Cortisol also helps to maintain the blood pressure by increasing the sensitivity of peripheral blood vessels to catecholamines- epinephrine and norepinephrine, and this narrows the blood vessel lumen.
Cortisol helps to dampen the inflammatory and immune response by reducing the production and release of inflammatory mediators, like prostaglandins and interleukins, as well as inhibiting the proliferation of T-lymphocytes.
Finally, cortisol receptors are present in the brain, where their full effect is still actually unclear but might influence things like mood and memory.
Now, in Cushing syndrome, there’s increased cortisol levels over a long period of time.

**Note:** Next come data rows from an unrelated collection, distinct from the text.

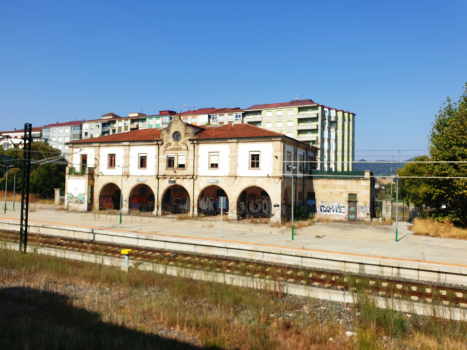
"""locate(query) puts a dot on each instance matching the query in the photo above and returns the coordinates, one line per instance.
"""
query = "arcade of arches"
(109, 197)
(208, 201)
(254, 201)
(142, 198)
(175, 200)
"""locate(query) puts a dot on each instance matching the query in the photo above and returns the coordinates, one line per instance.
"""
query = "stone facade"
(179, 170)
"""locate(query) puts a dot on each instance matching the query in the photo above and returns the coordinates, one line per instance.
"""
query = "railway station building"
(185, 168)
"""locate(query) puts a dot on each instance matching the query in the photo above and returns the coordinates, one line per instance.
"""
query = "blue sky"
(392, 63)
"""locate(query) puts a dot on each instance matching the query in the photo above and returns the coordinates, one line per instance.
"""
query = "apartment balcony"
(307, 115)
(307, 138)
(80, 171)
(307, 127)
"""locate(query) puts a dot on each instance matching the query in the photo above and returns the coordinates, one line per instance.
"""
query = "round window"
(176, 136)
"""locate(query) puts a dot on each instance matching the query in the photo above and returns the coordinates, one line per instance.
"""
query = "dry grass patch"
(428, 227)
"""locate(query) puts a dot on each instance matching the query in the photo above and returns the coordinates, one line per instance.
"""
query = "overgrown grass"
(429, 227)
(54, 303)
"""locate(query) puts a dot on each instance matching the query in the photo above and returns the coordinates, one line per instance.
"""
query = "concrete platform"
(351, 247)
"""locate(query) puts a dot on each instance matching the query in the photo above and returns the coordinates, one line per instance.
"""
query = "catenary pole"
(397, 206)
(14, 189)
(121, 199)
(6, 188)
(292, 204)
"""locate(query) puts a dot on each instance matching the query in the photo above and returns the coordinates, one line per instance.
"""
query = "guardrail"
(377, 266)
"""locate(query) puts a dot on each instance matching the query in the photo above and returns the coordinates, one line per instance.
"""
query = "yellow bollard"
(126, 263)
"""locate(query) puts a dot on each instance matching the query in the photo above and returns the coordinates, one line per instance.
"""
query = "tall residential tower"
(331, 130)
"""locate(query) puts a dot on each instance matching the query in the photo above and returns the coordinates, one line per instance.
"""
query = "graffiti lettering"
(335, 209)
(261, 205)
(206, 203)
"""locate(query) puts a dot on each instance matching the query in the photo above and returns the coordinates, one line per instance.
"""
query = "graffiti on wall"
(106, 202)
(209, 203)
(255, 205)
(363, 210)
(75, 199)
(332, 209)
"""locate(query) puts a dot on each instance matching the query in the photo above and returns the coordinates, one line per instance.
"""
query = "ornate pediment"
(176, 136)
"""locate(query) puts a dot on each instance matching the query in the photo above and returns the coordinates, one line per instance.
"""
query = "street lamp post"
(292, 168)
(121, 194)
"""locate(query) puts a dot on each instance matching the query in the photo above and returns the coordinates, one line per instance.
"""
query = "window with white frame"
(255, 160)
(181, 161)
(170, 161)
(143, 161)
(213, 160)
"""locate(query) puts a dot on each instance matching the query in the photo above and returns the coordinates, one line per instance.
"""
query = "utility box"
(386, 212)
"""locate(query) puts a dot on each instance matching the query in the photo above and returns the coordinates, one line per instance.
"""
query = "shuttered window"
(214, 160)
(181, 161)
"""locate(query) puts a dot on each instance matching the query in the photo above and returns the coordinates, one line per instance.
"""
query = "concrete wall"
(332, 197)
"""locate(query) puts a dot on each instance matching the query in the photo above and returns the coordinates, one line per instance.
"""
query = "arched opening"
(109, 198)
(208, 201)
(255, 202)
(175, 200)
(142, 198)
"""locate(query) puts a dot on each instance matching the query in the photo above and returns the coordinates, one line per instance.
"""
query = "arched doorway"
(109, 197)
(208, 200)
(254, 201)
(175, 200)
(142, 198)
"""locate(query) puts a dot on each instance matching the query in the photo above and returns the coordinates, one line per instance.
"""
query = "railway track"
(431, 293)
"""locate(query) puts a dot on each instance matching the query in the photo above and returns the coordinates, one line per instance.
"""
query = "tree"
(448, 142)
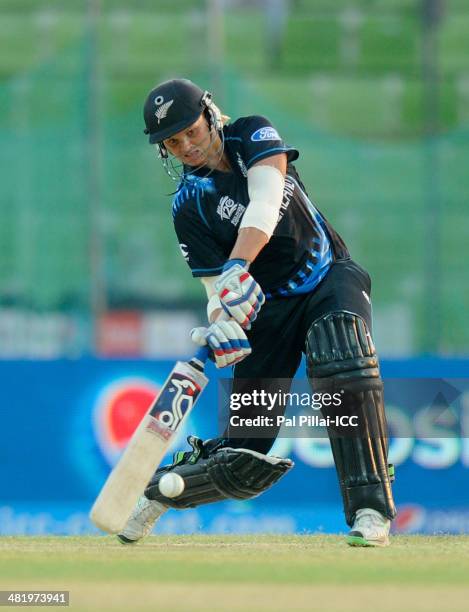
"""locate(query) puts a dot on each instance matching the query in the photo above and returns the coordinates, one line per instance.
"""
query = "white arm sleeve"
(213, 300)
(265, 187)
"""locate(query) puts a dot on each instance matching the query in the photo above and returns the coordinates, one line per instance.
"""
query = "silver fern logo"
(162, 109)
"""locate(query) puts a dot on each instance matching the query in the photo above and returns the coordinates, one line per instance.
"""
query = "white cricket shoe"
(370, 528)
(142, 520)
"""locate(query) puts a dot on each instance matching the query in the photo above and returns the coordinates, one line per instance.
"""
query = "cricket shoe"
(370, 528)
(142, 520)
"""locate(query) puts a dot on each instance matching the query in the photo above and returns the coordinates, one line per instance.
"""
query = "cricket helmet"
(172, 106)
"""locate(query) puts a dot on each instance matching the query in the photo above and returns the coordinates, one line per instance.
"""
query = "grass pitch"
(249, 573)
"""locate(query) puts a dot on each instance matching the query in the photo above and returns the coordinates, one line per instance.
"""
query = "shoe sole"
(360, 541)
(123, 540)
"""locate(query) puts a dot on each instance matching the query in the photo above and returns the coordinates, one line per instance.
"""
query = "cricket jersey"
(208, 209)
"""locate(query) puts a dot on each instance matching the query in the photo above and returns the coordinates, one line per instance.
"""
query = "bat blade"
(147, 447)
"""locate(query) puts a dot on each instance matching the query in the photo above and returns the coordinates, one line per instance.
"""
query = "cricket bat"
(149, 444)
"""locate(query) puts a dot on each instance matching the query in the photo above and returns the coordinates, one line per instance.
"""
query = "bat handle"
(202, 354)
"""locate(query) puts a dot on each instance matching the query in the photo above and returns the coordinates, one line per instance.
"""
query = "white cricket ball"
(171, 485)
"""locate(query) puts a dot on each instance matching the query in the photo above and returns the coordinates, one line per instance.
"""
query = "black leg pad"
(341, 357)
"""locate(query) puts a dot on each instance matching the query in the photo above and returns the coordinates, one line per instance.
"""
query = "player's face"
(193, 146)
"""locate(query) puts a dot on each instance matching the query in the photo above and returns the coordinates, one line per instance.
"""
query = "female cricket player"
(286, 285)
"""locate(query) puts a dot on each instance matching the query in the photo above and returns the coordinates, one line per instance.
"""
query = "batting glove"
(226, 339)
(240, 295)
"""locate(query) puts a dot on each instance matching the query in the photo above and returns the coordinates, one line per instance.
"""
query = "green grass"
(242, 573)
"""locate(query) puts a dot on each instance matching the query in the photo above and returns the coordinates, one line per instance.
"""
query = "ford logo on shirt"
(266, 133)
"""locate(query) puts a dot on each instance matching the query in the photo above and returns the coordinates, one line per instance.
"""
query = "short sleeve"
(261, 140)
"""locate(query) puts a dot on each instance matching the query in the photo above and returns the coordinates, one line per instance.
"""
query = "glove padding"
(240, 295)
(226, 339)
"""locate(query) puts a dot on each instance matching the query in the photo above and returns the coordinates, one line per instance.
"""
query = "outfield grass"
(257, 573)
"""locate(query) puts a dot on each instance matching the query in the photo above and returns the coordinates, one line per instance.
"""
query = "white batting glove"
(240, 295)
(226, 339)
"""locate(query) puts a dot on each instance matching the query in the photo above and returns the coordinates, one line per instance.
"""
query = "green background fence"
(376, 99)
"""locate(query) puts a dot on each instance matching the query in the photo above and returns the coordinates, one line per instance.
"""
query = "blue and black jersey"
(207, 212)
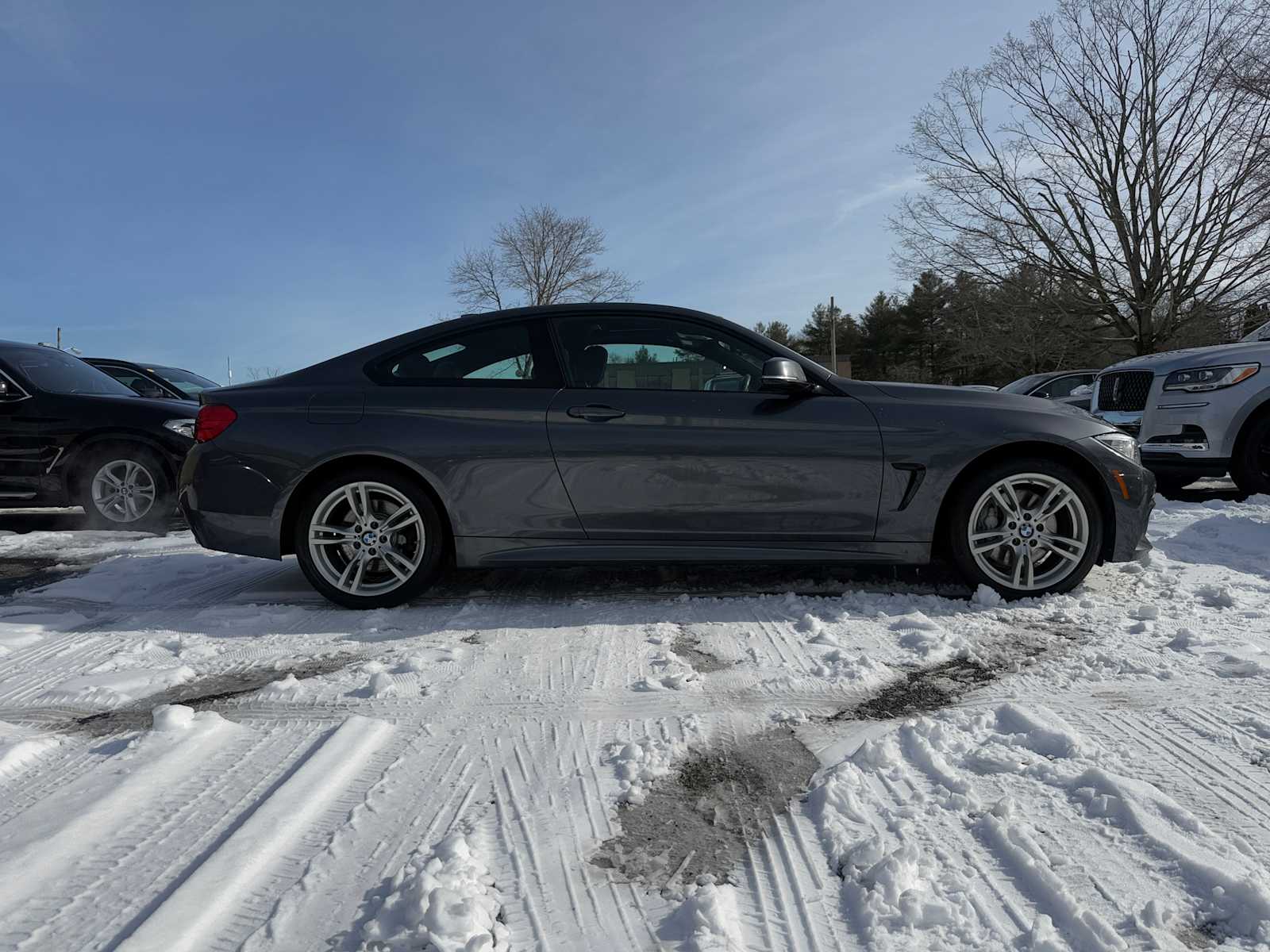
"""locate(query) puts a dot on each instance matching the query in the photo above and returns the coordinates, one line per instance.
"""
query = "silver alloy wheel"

This could be due to Cushing disease, which is caused by a benign pituitary adenoma that secretes too much ACTH.
Another cause is adrenocortical carcinomas, which overproduce cortisol.
Excess cortisol leads to severe muscle and skin breakdown which are the major protein stores in the body.
Bones are also broken down which could lead to osteoporosis.
It also elevates blood glucose levels, and that leads to high insulin levels.
Insulin, among its many actions, preferentially targets adipocytes or fat cells in the center of the body - around the waist and buttocks. In those cells, the insulin activates lipoprotein lipase, which is an enzyme that helps those adipocytes accumulate more fat molecules. The result is central obesity, which is fat build up in the abdomen, buffalo hump, which is fat build up between the shoulders, and moon facies which is fat build up in the face.
Excess cortisol also dampens the inflammatory and immune response, making individuals more susceptible to infections.